Interestingly, grounds 3, 4, and 5 were rejected by the commissioner, largely on the grounds that HLT’s use of the name Koha didn’t constitute a trade mark. When HLT originally open sourced Koha, the evidence presented showed that it intended Koha to be given away for free so other libraries could benefit from it. The commissioner didn’t consider this to constitute trading, and therefore Koha, while identical to the mark being registered, didn’t constitute a trade mark.
As ground 5 didn’t show HLT to be the rightful owner, ground 6 was also rejected as PTFS weren’t seen to be acting in bad faith by trying to register a mark which clearly belonged to someone else.
However, HLT and Catalyst’s success in this case hinges on the fact that when the trademark application was made in 2010, HLT’s Koha software had existed for 10 years and was well known in New Zealand’s library sector.

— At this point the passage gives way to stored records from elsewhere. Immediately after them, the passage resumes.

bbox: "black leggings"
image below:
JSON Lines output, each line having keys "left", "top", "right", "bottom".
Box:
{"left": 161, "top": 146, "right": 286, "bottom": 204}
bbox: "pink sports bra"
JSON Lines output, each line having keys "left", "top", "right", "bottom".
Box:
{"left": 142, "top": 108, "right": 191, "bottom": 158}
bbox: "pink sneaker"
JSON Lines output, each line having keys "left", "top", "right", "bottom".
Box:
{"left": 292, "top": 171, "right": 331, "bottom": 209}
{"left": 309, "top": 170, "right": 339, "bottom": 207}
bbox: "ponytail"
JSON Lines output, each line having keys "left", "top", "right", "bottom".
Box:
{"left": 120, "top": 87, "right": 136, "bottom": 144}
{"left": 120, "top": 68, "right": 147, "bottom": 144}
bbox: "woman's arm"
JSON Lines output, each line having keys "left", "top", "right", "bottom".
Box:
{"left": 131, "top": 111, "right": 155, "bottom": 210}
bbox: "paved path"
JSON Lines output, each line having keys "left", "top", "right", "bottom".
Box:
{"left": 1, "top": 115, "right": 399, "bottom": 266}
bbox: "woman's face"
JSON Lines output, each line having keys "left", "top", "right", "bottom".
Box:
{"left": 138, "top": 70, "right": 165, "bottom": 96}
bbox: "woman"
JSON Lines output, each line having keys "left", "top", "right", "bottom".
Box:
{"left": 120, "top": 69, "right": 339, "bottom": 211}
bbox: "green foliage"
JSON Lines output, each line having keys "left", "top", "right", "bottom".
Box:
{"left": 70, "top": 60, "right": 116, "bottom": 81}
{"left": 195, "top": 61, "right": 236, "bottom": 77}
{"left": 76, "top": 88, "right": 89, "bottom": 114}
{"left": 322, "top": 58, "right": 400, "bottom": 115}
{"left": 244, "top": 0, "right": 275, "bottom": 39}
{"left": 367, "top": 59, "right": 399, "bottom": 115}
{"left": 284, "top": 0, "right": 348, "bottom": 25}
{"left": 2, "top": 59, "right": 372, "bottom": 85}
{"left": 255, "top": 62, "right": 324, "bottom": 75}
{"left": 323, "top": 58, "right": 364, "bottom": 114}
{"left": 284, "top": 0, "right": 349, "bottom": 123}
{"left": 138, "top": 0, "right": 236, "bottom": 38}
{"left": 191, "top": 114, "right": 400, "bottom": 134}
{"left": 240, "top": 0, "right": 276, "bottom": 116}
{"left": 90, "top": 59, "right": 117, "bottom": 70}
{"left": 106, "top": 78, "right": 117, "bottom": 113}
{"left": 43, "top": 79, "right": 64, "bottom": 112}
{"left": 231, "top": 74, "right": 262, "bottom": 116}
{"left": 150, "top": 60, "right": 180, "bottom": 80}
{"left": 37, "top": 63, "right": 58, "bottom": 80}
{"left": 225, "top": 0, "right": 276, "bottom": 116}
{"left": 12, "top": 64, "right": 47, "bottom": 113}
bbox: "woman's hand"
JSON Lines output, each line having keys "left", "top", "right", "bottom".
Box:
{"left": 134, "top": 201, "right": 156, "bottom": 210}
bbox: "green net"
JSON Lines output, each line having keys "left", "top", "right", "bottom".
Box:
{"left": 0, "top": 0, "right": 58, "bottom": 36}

Since the commissioner considered the mark being registered to be identical to the name Koha, and HLT’s software to be the same class of product as PTFS’s, it was found that the two could be confused by a substantial number of people, allowing ground 1 to succeed.
Furthermore, the cited sections of the Fair Trading Act had a similar but stricter requirement that there not be a real risk that such a confusion or deception might happen. The commissioner believed that due to Koha’s prominence in the industry there was a real risk in this case, allowing ground 2 to succeed.
The application for the trade mark has now been defeated, with HLT and Catalyst being awarded nearly 7,500 NZD in legal costs between them. What affect this will have on the use of the Koha name in New Zealand isn’t clear – since HLT have been shown not to own the mark themselves, they are unlikely to be able to stop PTFS from using the name in New Zealand should they choose to. However the Koha community in New Zealand can now rest easy knowing that they won’t be stopped from continuing to use the name as they always have.
I hope that other open source software projects use the case of Koha as a lesson to ensure that your branding and IP is well-managed, so that cases like this can be avoided.